In 2DegreesInvesting/r2dii.utils: General Utility Tools

knitr::opts_chunk$set(
  collapse = TRUE,
  comment = "#>"
)

tl;dr

Too long; didn't read?

Use this example to write functions for data with clean column names (like_this) or any unclean version (likeThis and like.this).

suppressPackageStartupMessages(library(dplyr))
library(rlang)
library(r2dii.utils)

f <- function(data, ...) {
  # 1. First, clean data and groups (if any).
  clean <- clean_column_names(data)
  dots <- clean_quo(enquos(...))

  # 2. Ensure `data` has all the clean names that your data uses
  check_crucial_names(clean, c("x_x", quo_chr(dots)))

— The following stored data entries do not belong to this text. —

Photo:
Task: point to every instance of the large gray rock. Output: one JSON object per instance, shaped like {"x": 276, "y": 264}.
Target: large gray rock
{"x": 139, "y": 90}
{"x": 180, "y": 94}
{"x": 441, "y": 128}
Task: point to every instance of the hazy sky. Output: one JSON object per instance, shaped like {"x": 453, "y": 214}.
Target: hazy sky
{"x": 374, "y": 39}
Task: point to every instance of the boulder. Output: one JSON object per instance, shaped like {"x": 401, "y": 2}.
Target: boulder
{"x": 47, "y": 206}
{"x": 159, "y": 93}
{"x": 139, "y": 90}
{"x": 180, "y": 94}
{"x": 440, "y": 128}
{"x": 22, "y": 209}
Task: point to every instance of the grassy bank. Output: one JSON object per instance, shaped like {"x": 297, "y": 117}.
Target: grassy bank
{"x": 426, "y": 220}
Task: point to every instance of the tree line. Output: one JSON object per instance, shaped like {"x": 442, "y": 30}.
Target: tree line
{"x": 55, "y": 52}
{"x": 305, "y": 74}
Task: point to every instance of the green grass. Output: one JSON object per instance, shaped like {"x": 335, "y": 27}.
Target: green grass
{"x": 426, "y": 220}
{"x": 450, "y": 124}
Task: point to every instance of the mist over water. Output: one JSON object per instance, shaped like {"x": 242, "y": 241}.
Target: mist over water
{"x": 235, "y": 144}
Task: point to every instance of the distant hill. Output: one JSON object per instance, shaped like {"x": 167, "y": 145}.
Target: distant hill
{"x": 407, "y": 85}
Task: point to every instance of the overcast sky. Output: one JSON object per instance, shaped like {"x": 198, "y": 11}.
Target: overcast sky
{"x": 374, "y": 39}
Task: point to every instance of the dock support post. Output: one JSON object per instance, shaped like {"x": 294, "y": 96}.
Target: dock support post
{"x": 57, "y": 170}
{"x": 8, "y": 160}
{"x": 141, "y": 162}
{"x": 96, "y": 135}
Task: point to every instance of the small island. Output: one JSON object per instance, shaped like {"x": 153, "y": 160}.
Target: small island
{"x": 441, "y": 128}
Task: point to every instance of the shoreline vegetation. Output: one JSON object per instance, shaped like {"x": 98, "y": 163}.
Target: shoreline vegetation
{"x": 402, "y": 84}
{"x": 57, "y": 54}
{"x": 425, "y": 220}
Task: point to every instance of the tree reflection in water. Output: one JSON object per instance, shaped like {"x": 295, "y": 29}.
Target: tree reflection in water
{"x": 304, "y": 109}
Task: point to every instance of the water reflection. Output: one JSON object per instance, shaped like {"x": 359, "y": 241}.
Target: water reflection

  # 2. Then, write your code.
  result <- clean %>% 
    group_by(!!! dots) %>% 
    # If you have to hard-wire column names, always use snake_style.
    select(x_x)

  # 3. Last, restore the unclean column names of the original data.
  result %>% 
    unclean_column_names(data)
}

# EXAMPLES 

# snake_stye
f(tibble(x_x = 1, y_y = 1), x_x)

# dot.style
f(tibble(x.x = 1, y.y = 1), x.x)

# cammelStyle
f(tibble(xX = 1, yY = 1), xX)

# Fails: Clean version of the given name isn't the hard-wired clean name
bad <- tibble(x.x.x = 1)
names(clean_column_names(bad))
try(f(bad, x.x.x))

If your function takes a single group via a named argument (not ...), capture it with enquo() (not enquos()) and unquote it with !! or {{ (not !!!).

Details

library(dplyr)
library(purrr)
library(rlang)
library(r2dii.utils)

Data with unclean column names is difficult to work with. Sooner or later you'll forget if a column you need is typed LikeThis, likeThis, Like.This or like.This. Luckily, all of those forms can be cleaned in a unique way with janitor::make_clean_names():

unclean <- c(
  "LikeThis",
  "likeThis",
  "Like.This",
  "like.This"
)

unclean %>% map_chr(janitor::make_clean_names)

And now you can work with a clean column name like_this.

Your code will be more maintainable if you always write code for clean names. But janitor::clean_names() seems to lack support for groups, or a way to restore unclean column names and groups so that you clean up after yourself and leave the data as you found it. r2dii.utils has a family of functions dedicated to solving that problem:

clean_column_names() is similar to janitor::clean_names().

unclean <- tibble(x.x = c(1, 1, 2, 2), y.y = 1:4)

clean_column_names(unclean)

janitor::clean_names(unclean)

But clean_column_names() also cleans dplyr groups; janitor::clean_names() doesn't.

unclean %>% 
  group_by(x.x) %>% 
  janitor::clean_names()

clean <- unclean %>% 
  group_by(x.x) %>% 
  clean_column_names()

clean

Now you can work comfortably with clean column names such as x_x and y_y instead of unclean column names such as x.x or y.y.

result <- clean %>% 
  mutate(total = sum(y_y))

result

unclean_column_names() helps you restore the original, unclean column names -- so you leave the data as close as possible to how you found it.

unclean_column_names(result, unclean)

This becomes important when you write functions. If you can't force your users to input clean data, you can clean it yourself, do what you mean to do, then restore the unclean names and return.

sum_y <- function(data) {
  clean <- clean_column_names(data)

  result <- clean %>% 
    mutate(total = sum(y_y))

  unclean_column_names(result, data)
}

sum_y(unclean)

Handling groups

If you functions take groups, you need to clean them too. Here is how:

For one group passed as a string, clean it with janitor::make_clean_names():

sum_y <- function(data, by) {
  clean <- clean_column_names(data)
  by <- janitor::make_clean_names(by)

  result <- clean %>% 
    group_by(.data[[by]]) %>% 
    mutate(total = sum(y_y))

  unclean_column_names(result, data)
}

sum_y(unclean, by = "x.x")

For one group passed as a symbol, you'll need to capture it with rlang::enquo(), then clean it with clean_quo() and unquote it with either bang bang !! or embrace {{:

sum_y <- function(data, by) {
  clean <- clean_column_names(data)
  by <- clean_quo(enquo(by))

  result <- clean %>% 
    # You can also use `group_by(!!by)`
    group_by({{ by }}) %>% 
    mutate(total = sum(y_y))

  unclean_column_names(result, data)
}

sum_y(unclean, by = x.x)

And for multiple groups passed via ..., you'll need to capture them with rlang::enquos(), then clean them with clean_quo() and unquote-splice it with big bang !!!:

sum_y <- function(data, ...) {
  clean <- clean_column_names(data)
  by <- clean_quo(enquos(...))

  result <- clean %>% 
    group_by(!!!by) %>%
    mutate(total = sum(y_y))

  unclean_column_names(result, data)
}

sum_y(unclean, x.x, y.y)